Çağımızda tüm teknolojik gelişmelere karşın, eğitimde kalitenin ve başarının en önemli unsurunun 'öğretmen' olduğu bilinen bir gerçekliktir. Çünkü eğitim ve öğretmenliğin özünde 'bilimin yol göstericiliği' yatar.

Eğer bilimin yol göstericiliği ortadan kaldırılırsa; öğretmenliğin hiçbir özelliği, güzelliği, gücü ve koruyuculuğu kalmaz.

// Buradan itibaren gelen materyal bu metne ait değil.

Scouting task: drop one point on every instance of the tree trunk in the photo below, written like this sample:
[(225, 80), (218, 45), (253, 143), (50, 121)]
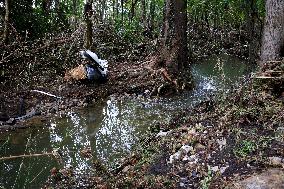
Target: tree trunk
[(273, 34), (173, 45), (144, 20), (89, 26), (122, 11), (6, 22), (152, 15)]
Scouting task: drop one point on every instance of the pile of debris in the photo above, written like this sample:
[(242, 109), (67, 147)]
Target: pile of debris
[(271, 77)]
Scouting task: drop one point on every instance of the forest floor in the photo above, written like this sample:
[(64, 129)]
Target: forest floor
[(220, 141)]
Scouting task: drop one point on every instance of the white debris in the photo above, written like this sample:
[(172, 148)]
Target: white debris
[(162, 134), (223, 169), (215, 168), (186, 148), (222, 143)]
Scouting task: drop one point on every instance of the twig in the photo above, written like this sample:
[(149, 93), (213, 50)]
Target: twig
[(48, 94), (26, 155)]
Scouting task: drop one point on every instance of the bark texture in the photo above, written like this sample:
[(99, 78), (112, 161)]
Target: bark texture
[(173, 44), (273, 35), (89, 26), (6, 22)]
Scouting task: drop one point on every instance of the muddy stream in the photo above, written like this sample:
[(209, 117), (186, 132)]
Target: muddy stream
[(109, 128)]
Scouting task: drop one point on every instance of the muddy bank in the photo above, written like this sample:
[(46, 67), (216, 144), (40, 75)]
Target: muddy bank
[(217, 143), (130, 71)]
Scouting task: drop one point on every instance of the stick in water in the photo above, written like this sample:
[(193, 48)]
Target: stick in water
[(48, 94)]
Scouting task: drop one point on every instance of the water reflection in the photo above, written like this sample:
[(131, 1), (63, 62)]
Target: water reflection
[(109, 128)]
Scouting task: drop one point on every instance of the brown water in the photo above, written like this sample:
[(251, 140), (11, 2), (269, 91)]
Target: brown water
[(109, 128)]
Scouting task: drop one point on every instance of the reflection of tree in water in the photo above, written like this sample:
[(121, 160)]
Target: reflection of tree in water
[(69, 140), (116, 134)]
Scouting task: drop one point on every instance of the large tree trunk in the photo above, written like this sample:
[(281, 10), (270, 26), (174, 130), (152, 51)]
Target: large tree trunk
[(89, 26), (173, 45), (6, 22), (273, 35)]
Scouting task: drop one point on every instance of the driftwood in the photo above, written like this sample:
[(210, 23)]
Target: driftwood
[(78, 73), (26, 155)]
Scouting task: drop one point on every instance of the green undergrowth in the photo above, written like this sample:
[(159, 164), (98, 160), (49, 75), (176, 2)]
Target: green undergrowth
[(231, 138), (227, 138)]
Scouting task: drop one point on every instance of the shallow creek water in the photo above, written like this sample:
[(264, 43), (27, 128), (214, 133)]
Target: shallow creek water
[(109, 128)]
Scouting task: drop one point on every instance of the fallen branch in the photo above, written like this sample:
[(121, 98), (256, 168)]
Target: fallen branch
[(45, 93), (26, 155)]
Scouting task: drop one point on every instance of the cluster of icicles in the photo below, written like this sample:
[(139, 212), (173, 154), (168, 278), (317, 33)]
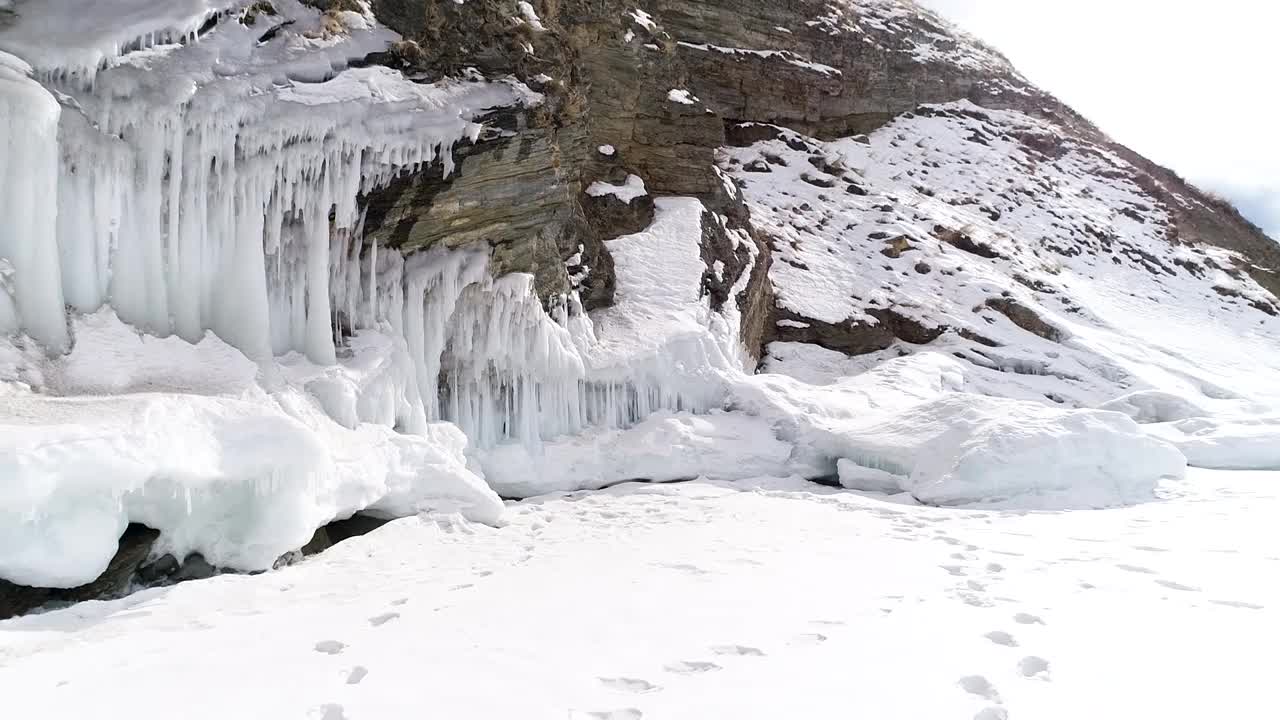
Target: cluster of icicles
[(186, 224)]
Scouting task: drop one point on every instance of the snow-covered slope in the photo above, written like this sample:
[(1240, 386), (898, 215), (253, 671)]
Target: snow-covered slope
[(199, 335), (758, 600), (1032, 255)]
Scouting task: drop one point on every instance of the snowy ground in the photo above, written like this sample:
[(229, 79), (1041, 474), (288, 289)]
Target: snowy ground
[(769, 600)]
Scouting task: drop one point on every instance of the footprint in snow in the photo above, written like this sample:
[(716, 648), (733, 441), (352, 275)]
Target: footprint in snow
[(737, 650), (629, 684), (981, 687), (625, 714), (1032, 666), (808, 639), (330, 711), (1001, 637), (1237, 604), (689, 666)]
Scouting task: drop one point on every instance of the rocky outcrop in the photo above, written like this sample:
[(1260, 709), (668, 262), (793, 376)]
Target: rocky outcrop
[(657, 90)]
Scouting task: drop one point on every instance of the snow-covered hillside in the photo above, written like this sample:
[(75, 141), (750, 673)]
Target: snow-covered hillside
[(269, 265), (757, 600)]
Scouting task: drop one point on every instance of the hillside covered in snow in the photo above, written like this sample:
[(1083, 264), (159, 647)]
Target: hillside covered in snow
[(268, 267)]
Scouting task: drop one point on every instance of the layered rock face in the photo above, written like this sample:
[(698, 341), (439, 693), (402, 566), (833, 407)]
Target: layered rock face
[(663, 89)]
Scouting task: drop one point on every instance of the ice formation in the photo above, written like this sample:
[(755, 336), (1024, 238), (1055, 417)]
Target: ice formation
[(260, 368)]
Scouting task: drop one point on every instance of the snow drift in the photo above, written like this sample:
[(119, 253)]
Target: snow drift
[(238, 481)]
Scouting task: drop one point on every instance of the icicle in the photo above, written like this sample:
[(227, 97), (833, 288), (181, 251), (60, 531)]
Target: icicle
[(28, 206)]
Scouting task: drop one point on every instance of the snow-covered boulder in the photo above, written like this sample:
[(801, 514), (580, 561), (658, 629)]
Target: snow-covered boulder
[(1234, 443), (237, 481), (666, 447), (1155, 406), (967, 449)]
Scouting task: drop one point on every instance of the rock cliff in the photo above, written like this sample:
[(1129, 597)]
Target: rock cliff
[(668, 85)]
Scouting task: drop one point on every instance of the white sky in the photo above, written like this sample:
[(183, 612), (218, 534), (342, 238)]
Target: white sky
[(1192, 85)]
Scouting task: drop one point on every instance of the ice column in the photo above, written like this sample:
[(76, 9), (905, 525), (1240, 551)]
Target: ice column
[(31, 283)]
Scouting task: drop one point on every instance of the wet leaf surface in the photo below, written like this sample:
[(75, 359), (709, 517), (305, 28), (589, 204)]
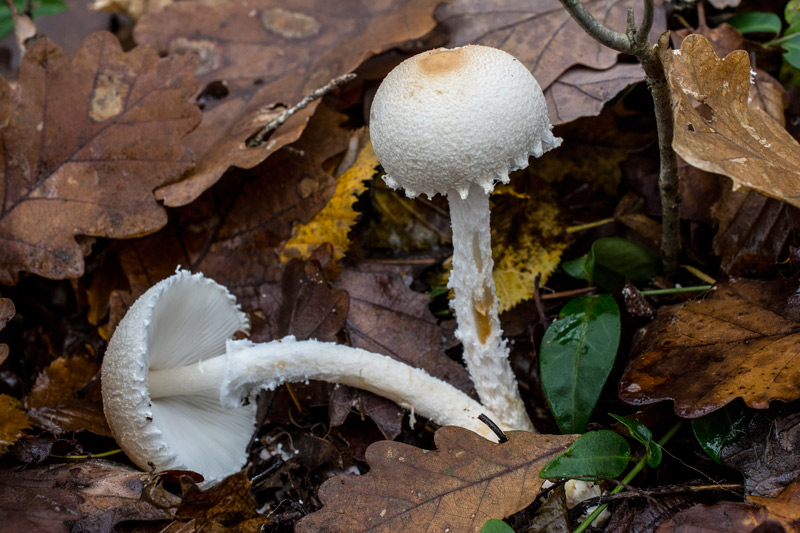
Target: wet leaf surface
[(766, 453), (268, 56), (84, 144), (465, 482), (739, 342)]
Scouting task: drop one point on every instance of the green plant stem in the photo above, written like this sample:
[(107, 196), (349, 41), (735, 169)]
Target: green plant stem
[(676, 290), (628, 478), (635, 41)]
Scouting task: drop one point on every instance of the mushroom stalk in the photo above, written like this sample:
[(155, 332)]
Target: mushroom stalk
[(475, 304), (248, 368)]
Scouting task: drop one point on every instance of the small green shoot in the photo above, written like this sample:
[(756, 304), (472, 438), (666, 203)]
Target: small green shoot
[(576, 356)]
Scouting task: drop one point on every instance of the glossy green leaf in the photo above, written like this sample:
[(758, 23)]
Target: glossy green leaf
[(496, 526), (41, 8), (643, 434), (597, 453), (721, 427), (576, 356), (756, 22)]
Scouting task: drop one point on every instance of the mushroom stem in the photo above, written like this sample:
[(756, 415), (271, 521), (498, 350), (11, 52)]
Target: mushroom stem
[(475, 304), (247, 368)]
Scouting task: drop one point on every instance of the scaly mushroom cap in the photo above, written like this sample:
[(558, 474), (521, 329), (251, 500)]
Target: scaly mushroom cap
[(447, 118), (179, 321)]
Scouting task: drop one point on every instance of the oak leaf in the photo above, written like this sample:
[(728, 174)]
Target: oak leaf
[(13, 421), (94, 495), (727, 134), (333, 223), (235, 231), (741, 341), (465, 482), (84, 144), (264, 56), (545, 38), (66, 397)]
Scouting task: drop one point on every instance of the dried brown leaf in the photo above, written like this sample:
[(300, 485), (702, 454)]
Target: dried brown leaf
[(742, 341), (723, 517), (90, 496), (465, 482), (267, 56), (766, 453), (84, 144), (726, 134), (234, 232), (13, 422), (66, 397), (544, 37)]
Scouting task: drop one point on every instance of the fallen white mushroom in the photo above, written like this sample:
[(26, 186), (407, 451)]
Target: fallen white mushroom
[(173, 381), (454, 122)]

Yani mesleğinde ve mesleksel örgütlenmesinde bilimi rehber edinmeyen öğretmenlerin 'tuz' özelliği de kalmaz.

Ne yazık ki ülkemizde son 18 yıldan beri iyice bozulmaya başlayan eğitim alanında, 'artık tuz da kokmaya başlamıştır…'

24 Kasım Öğretmenler Günü söz konusu olunca, mevcut öğretmen sendikalarımızın bu önemli güne 'güdümlü oldukları siyasal örgütlerin penceresinden bakmaları…' kaçınılmazdır.

Nitekim o pencerelerden baktıklarında kimi 'Dindar, kindar nesiller görüyor…' Kimisi 'Dünyaya bedel nesiller peşinde…' Kimisi de 'Özgürlüğü ayrılıkta ve radikal eylemlerde arıyor…' Bu arada kimileri de 'Dünyaya kendi küçük pencerelerinden bakmayı meziyet sanıyor…'

Ama o pencerelerden 'Atatürk' ve 'Laik, demokratik ve bağımsız Türkiye' gerçekleri net bir biçimde görünmüyor…

Oysa 24 Kasım'a bilimin ve demokrasinin penceresinden bakmak ve bu düşüncelerle kutlamak gerekiyor…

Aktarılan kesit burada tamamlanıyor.